Mais le morceau de choix est caché dans les culasses. Car le cœur du moteur Nettuno est constitué par son système breveté de double allumage à préchambre. La première bougie est placée entre les soupapes, dans une chambre séparée de la chambre de combustion par des canaux très étroits. Le carburant est éjecté à travers ces conduits en direction de la chambre de combustion lors des phases de compression, mais seulement après avoir tourbillonné dans la préchambre pour former un mélange inflammable. L’allumage primaire initié par la bougie se propage au travers des orifices de la préchambre sous la forme de jets de flammes géométriquement bien définis dans toute la chambre de combustion, où il enflamme le mélange pauvre résiduel. L’avantage de l’allumage par flamme ne réside pas seulement dans sa vitesse de propagation, mais aussi dans la combustion homogène du mélange. Cela exclut le risque de dépôts provenant du carburant, de nids de gaz résiduels ou de surchauffe locale responsable de super-cliquetis. La combustion dans la préchambre permet, en outre, d’appauvrir le mélange jusqu’à environ Lambda 2. Du coup, la consommation d’essence est réduite d’au moins 10%. Mais, surtout, la meilleure combustion et l’absence de pics de température ont pour effet d’éliminer jusqu’à 90% des émissions brutes de NOx.

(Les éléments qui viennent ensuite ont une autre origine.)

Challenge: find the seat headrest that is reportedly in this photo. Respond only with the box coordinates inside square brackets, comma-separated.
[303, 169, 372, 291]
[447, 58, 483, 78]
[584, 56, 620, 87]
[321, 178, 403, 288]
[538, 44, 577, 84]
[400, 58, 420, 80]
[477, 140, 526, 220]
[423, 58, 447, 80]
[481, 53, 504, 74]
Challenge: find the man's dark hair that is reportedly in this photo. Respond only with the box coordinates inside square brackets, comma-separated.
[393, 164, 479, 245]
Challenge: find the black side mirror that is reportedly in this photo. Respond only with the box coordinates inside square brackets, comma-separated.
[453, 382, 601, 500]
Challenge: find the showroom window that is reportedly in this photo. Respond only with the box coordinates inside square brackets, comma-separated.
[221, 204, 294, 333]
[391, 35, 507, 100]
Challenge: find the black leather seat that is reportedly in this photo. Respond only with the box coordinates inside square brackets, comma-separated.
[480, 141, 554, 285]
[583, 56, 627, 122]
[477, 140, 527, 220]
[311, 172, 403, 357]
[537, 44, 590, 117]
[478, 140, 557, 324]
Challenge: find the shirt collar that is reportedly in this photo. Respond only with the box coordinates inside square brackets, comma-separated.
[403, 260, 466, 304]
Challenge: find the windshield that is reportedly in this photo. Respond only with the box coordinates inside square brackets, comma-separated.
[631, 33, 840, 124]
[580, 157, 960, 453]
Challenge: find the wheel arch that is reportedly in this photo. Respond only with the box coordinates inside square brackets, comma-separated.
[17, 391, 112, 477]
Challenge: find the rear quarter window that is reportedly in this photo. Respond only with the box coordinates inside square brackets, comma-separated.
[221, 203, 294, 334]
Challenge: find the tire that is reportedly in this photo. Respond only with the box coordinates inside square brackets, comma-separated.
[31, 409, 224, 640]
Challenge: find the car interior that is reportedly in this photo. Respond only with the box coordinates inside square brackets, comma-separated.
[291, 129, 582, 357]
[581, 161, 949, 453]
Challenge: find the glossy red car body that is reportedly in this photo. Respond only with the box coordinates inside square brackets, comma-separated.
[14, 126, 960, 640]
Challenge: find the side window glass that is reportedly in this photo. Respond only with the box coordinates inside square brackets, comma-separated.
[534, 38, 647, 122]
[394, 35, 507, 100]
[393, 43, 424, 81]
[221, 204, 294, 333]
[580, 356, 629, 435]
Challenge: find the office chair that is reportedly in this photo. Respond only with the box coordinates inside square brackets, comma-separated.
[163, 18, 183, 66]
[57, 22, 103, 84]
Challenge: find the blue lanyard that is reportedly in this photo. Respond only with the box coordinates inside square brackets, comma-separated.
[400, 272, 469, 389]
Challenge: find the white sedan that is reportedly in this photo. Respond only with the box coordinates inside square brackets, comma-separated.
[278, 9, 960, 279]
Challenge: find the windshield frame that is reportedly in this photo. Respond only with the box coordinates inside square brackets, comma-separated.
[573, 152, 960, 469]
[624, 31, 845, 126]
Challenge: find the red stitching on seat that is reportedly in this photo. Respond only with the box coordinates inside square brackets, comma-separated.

En rose, la fameuse préchambre de combustion. Une première bougie enflamme le mélange air-essence, qui se propage ensuite via un conduit.

Efficience et performance
Outre l’efficience et le respect des normes antipollution les plus sévères, Maserati vise avant tout la performance. Et le Nettuno brille dans ce domaine. Le constructeur italien annonce des valeurs de pointe de 630 ch et 730 Nm, à un régime maximal de 8000 tr/min. La consommation spécifique de carburant s’élèverait à 289 g/kWh, ce qui constitue un record dans cette classe de puissance. Le recours à une deuxième bougie d’allumage dans la chambre de combustion et à une combinaison d’injection directe et indirecte, pour rendre ce moteur docile même à bas régimes et sous faible charge, témoigne du savoir-faire du personnel de Modène.

Un tel développement présentait un haut niveau de risques, car un échec à rejoindre les ambitieux objectifs aurait signé la mort de la future sportive du trident. Heureusement, tous ces efforts se sont révélés payants. Car le Nettuno ne propulsera pas seulement la supercar MC20. A l’avenir, on retrouvera ce propulseur V6 innovant sous le capot de toutes les nouvelles Maserati, probablement aussi en combinaison avec une assistance électrique (hybridation légère). Mais pas dans le cas de la MC20, qui est censée permettre à la marque de revenir en compétition. Là, performance et légèreté sont des critères prioritaires et décisifs pour la victoire.